No badalar do sino são 6 horas. Há um quarto do dia já perdido e o silêncio após
a badalada anuncia os ruídos das calçadas e ruas desenhadas por passos operários.
O sol chega a janela e o rosa da parede clareia os olhos da menina,
fazendo brilhar seu desejo de viver, mas pela abertura da porta ecoa a voz que
corta a liberdade daquele momento. O aposento fica cheio de ordens e vigilância.
Abrem-se os olhos, depois da brecha atiçada pela luz dos postes, pois é noite e
a fogueira diante da lua cheia faz um chamado a vontade de fugir pela janela. O
parapeito vira um trampolim para o mundo. Burlando o controle, a saia voa leve
pela rua sob estrelas. A secura da boca na madrugada traz a sede que a acorda.
Aos poucos a madrugada atravessa seu corpo tomado pelo tempo.

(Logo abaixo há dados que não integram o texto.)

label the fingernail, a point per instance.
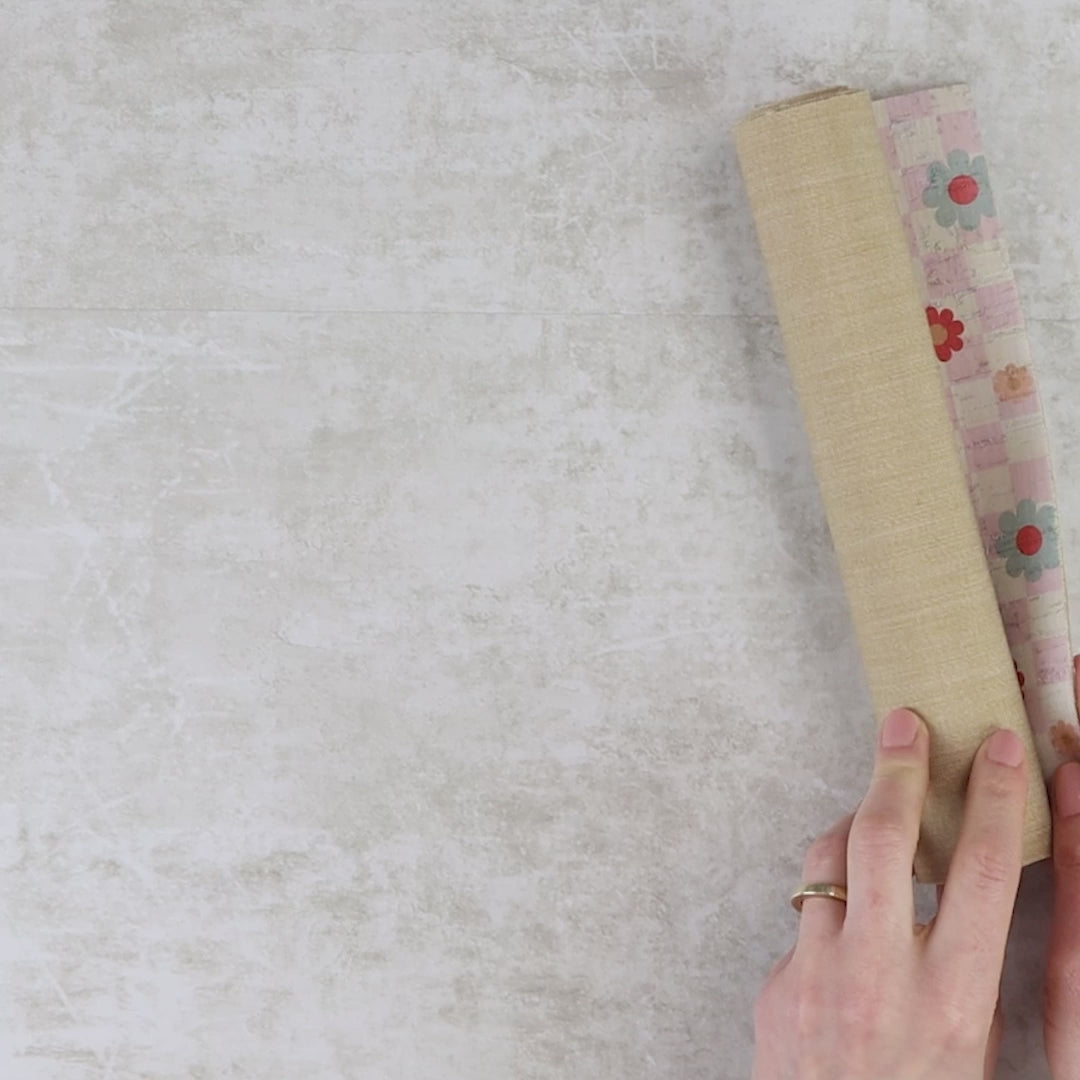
(1004, 747)
(1067, 790)
(899, 728)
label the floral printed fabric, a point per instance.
(959, 189)
(942, 181)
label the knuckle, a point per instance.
(826, 851)
(1001, 785)
(1063, 984)
(1067, 853)
(875, 835)
(990, 868)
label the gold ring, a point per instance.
(819, 889)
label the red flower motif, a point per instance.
(945, 332)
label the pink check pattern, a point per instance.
(942, 186)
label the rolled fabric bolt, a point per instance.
(892, 483)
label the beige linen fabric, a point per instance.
(892, 483)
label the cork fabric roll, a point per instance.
(891, 480)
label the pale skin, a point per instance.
(867, 991)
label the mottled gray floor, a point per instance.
(422, 653)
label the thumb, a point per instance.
(1062, 1017)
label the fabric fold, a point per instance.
(891, 472)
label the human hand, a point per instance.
(1062, 1003)
(867, 994)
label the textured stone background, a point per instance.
(422, 653)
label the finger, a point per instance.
(1063, 960)
(826, 863)
(980, 892)
(886, 828)
(994, 1042)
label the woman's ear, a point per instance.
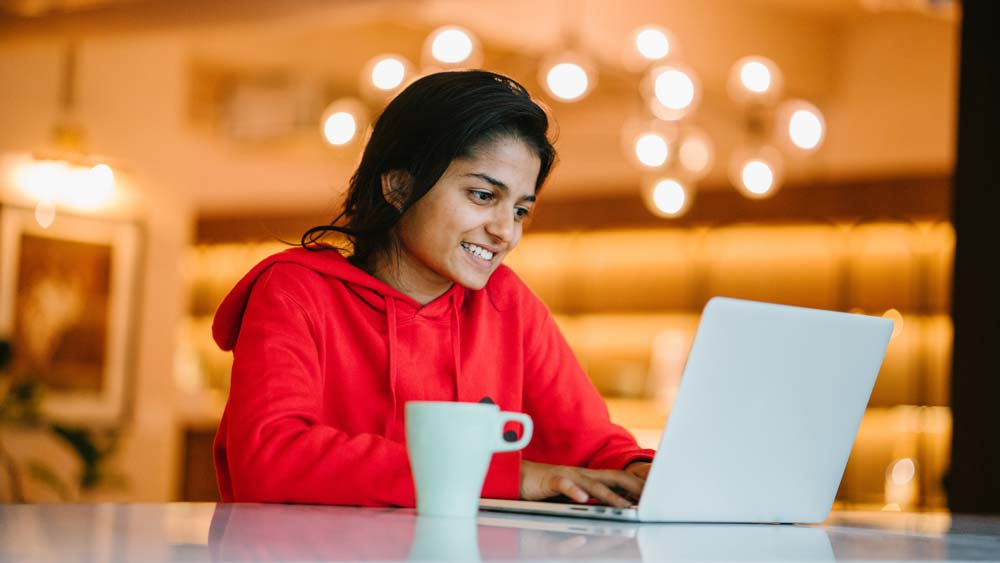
(396, 188)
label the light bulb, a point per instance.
(567, 77)
(451, 45)
(342, 120)
(673, 91)
(668, 197)
(652, 150)
(339, 128)
(757, 176)
(388, 73)
(758, 173)
(805, 129)
(754, 78)
(803, 124)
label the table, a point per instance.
(181, 532)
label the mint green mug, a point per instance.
(450, 446)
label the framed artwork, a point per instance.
(67, 302)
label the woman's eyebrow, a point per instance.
(498, 184)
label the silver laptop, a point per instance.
(764, 420)
(564, 538)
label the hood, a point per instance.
(377, 294)
(329, 263)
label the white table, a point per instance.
(150, 533)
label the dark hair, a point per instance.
(435, 120)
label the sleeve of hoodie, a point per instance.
(277, 450)
(572, 425)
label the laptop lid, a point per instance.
(766, 413)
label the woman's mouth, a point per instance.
(478, 251)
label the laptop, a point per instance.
(763, 422)
(563, 538)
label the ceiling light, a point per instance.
(674, 90)
(667, 197)
(802, 124)
(757, 174)
(652, 42)
(451, 46)
(754, 78)
(342, 120)
(567, 77)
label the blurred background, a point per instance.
(152, 151)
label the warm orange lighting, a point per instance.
(339, 128)
(567, 77)
(652, 42)
(384, 75)
(802, 125)
(754, 78)
(342, 120)
(59, 182)
(897, 321)
(757, 174)
(45, 214)
(902, 471)
(451, 46)
(675, 91)
(668, 197)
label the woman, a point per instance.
(327, 349)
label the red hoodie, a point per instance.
(325, 357)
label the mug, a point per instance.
(450, 446)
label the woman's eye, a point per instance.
(480, 195)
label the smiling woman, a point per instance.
(330, 343)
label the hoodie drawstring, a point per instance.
(390, 313)
(456, 346)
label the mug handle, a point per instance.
(529, 428)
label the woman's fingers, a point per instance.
(625, 481)
(603, 493)
(615, 488)
(567, 486)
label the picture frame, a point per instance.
(68, 297)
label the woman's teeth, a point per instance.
(478, 251)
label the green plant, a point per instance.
(20, 406)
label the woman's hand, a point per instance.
(639, 468)
(541, 480)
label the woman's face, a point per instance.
(467, 222)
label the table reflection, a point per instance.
(304, 533)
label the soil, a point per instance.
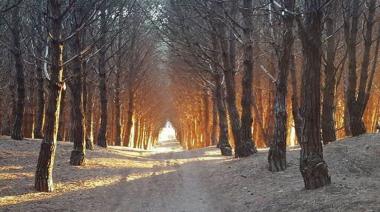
(169, 178)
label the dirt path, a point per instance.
(178, 183)
(168, 179)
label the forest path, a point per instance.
(178, 182)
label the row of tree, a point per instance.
(324, 51)
(190, 62)
(79, 70)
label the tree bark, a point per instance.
(44, 172)
(223, 144)
(206, 121)
(20, 81)
(78, 128)
(228, 49)
(102, 133)
(117, 109)
(277, 150)
(129, 118)
(40, 100)
(328, 105)
(312, 165)
(88, 105)
(356, 100)
(246, 100)
(214, 126)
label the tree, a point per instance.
(312, 165)
(44, 172)
(277, 151)
(357, 95)
(102, 134)
(20, 81)
(246, 100)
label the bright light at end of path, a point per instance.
(167, 133)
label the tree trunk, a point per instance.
(20, 81)
(88, 105)
(61, 125)
(295, 97)
(78, 128)
(214, 126)
(44, 172)
(356, 100)
(228, 49)
(312, 166)
(129, 118)
(117, 109)
(246, 100)
(102, 133)
(40, 96)
(277, 150)
(206, 121)
(223, 143)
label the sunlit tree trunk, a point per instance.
(246, 100)
(206, 121)
(312, 165)
(214, 126)
(40, 96)
(102, 133)
(356, 95)
(228, 50)
(277, 151)
(129, 123)
(44, 172)
(295, 99)
(328, 105)
(20, 81)
(88, 105)
(78, 129)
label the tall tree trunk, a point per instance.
(223, 143)
(117, 109)
(295, 99)
(228, 49)
(356, 100)
(20, 81)
(312, 165)
(129, 118)
(277, 150)
(40, 95)
(78, 128)
(61, 125)
(328, 105)
(88, 105)
(246, 100)
(206, 121)
(214, 126)
(44, 172)
(102, 133)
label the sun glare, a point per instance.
(167, 133)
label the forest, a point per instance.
(255, 88)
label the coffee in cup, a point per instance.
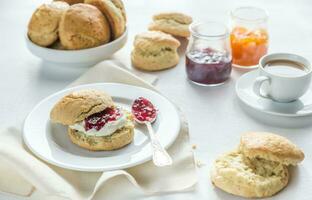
(283, 77)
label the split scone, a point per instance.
(155, 50)
(44, 23)
(258, 168)
(83, 26)
(95, 123)
(114, 11)
(174, 23)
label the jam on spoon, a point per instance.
(145, 113)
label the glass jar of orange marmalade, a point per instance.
(249, 35)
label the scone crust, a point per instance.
(71, 2)
(177, 16)
(78, 105)
(155, 37)
(270, 147)
(154, 63)
(235, 175)
(83, 26)
(114, 11)
(44, 23)
(176, 24)
(117, 140)
(154, 51)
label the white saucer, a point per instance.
(51, 143)
(291, 114)
(238, 67)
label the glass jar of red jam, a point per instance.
(249, 36)
(208, 55)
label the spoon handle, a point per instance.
(160, 155)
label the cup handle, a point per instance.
(257, 85)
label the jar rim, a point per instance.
(196, 33)
(260, 19)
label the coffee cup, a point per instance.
(283, 77)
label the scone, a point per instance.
(71, 2)
(258, 168)
(114, 11)
(270, 147)
(44, 23)
(249, 178)
(155, 50)
(57, 45)
(93, 121)
(174, 23)
(83, 26)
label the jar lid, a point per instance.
(209, 30)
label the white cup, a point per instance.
(278, 87)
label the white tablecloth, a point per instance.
(215, 118)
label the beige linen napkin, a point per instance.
(24, 174)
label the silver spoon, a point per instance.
(145, 113)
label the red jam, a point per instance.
(98, 120)
(208, 66)
(143, 110)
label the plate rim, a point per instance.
(263, 111)
(97, 169)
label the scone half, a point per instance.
(95, 123)
(258, 178)
(43, 26)
(270, 146)
(154, 50)
(174, 23)
(120, 138)
(115, 12)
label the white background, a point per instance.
(215, 118)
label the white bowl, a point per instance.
(77, 58)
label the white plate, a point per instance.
(286, 114)
(50, 141)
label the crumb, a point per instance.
(199, 164)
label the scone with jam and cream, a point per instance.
(95, 122)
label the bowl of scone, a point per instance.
(76, 32)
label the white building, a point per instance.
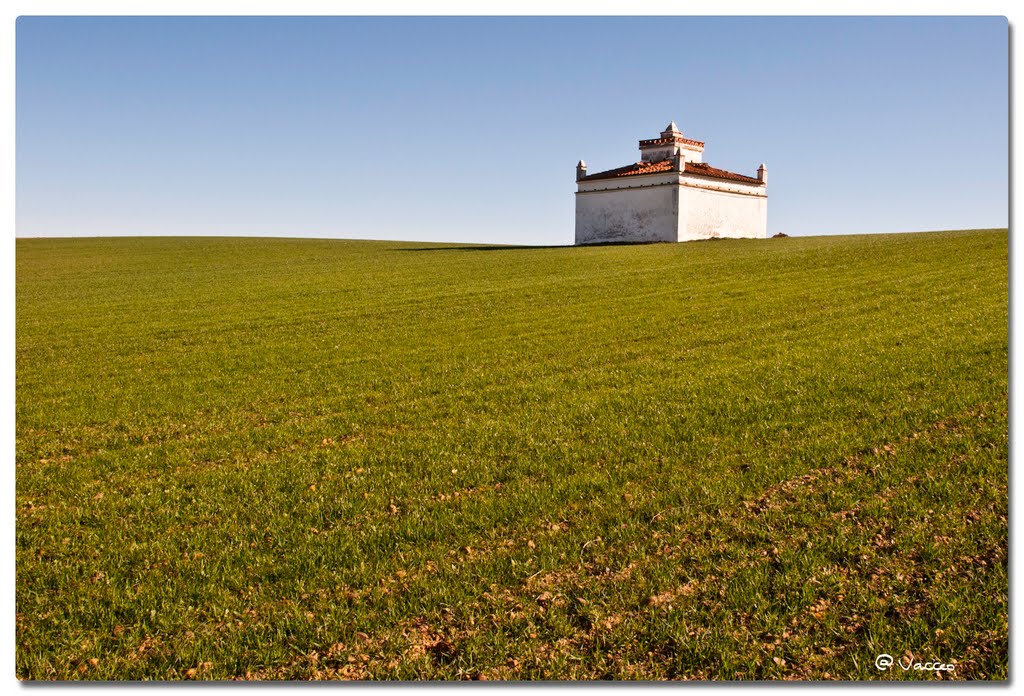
(670, 196)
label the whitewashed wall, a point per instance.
(705, 213)
(640, 214)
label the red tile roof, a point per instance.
(707, 170)
(665, 141)
(665, 166)
(633, 170)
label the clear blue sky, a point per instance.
(469, 129)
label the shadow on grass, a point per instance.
(505, 248)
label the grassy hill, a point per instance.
(274, 459)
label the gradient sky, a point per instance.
(469, 129)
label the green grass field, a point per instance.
(293, 459)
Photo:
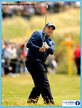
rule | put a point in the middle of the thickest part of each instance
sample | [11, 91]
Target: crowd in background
[28, 9]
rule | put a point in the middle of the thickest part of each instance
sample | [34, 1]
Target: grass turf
[15, 91]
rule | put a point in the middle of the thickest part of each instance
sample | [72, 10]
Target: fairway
[15, 90]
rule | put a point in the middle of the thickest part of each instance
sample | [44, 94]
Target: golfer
[40, 45]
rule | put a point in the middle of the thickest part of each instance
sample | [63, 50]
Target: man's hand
[42, 49]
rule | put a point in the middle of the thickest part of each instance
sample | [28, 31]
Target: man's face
[49, 31]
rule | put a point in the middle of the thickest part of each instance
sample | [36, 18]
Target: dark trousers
[39, 75]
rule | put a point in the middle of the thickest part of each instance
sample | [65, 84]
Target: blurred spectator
[77, 55]
[13, 58]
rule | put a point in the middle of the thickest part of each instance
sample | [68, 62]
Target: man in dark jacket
[40, 46]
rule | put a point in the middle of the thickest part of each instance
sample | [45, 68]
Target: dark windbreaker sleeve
[31, 43]
[51, 48]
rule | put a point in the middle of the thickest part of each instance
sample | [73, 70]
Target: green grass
[15, 91]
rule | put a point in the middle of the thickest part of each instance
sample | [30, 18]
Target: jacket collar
[45, 35]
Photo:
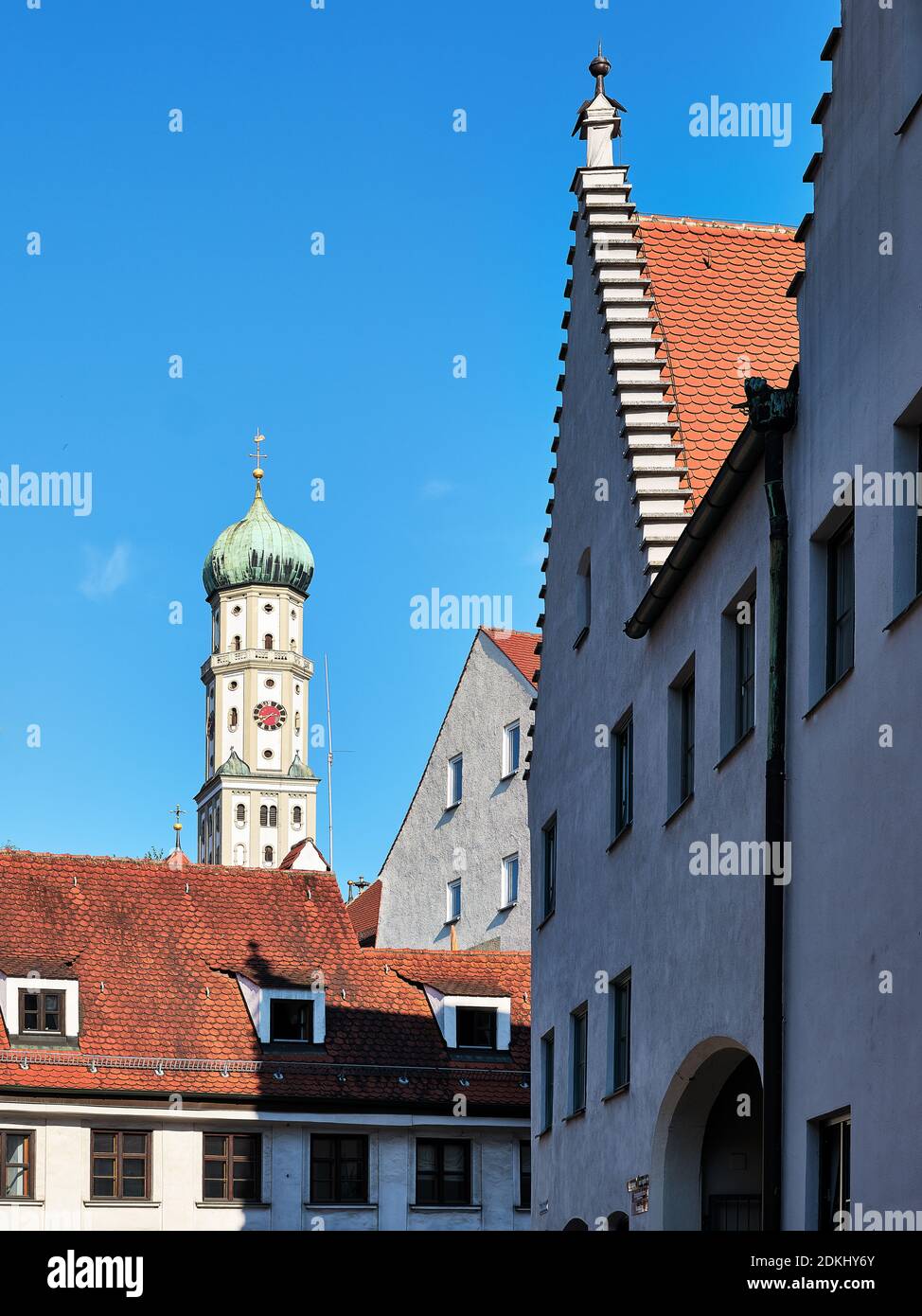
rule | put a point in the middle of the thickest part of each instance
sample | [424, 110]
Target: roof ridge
[705, 222]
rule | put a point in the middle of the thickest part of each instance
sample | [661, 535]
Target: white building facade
[461, 863]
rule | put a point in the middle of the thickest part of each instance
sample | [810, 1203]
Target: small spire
[178, 826]
[258, 469]
[600, 68]
[598, 120]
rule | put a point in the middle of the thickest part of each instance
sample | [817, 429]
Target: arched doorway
[706, 1163]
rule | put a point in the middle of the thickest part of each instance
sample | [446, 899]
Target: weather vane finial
[598, 68]
[178, 826]
[258, 469]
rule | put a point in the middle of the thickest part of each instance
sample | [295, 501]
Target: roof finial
[258, 470]
[178, 826]
[600, 68]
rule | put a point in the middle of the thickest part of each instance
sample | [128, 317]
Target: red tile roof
[719, 291]
[519, 648]
[157, 978]
[363, 911]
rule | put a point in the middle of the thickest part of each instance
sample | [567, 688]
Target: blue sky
[152, 243]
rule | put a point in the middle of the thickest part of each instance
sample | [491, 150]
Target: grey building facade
[654, 1106]
[458, 871]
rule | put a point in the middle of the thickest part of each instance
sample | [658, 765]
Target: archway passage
[732, 1156]
[708, 1143]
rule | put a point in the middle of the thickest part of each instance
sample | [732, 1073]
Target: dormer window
[472, 1023]
[41, 1012]
[40, 1007]
[475, 1028]
[291, 1020]
[286, 1015]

Suas necessidades
fazem estremecer, quer os olhos cerrados e banhados pelo sono, porém não
consegue dormir, sonhar, nem sequer lembrar do que imaginava quando encarava o
papel de parede encarnado, usando carmim no rosto ou batom vermelho, naquele
espelho que revelava uma mulher tomada pelo impulso da satisfação.
Enquadra-se
na moldura a grisalha figura matriarcal que pintou as paredes daquela casa e seu
rosto em maquiagens extravagantes, na escuridão fugidia em que a liquidez a
fazia ultrapassar obstáculos, tecer desafios e alcançar a sensação permissiva e
animar-se, mordendo a oportunidade de sentir o perfume da liberdade.
Depois, a água do banho e o cabelo trançado pra escola enganava a censura, mas
recendia na manhã o orvalho das noites perfeitas. Escorria das mãos a água gelada e os
segredos e confissões que jamais se saberia.
Assim, perfeito era o retrato
pintado em cores mornas que o raio do sol tingia de luz toda manhã.
No fundo do quadro, em meio a mudança dos bisnetos, foi descoberto um bilhete que dizia:
a chave da porta nunca foi encontrada, mas nunca deixei de sair e exibir lá fora o
que eu não podia ser aqui dentro. Arrombem as janelas e sigam a noite, até o
grito do amanhecer, antes que sejam emoldurados.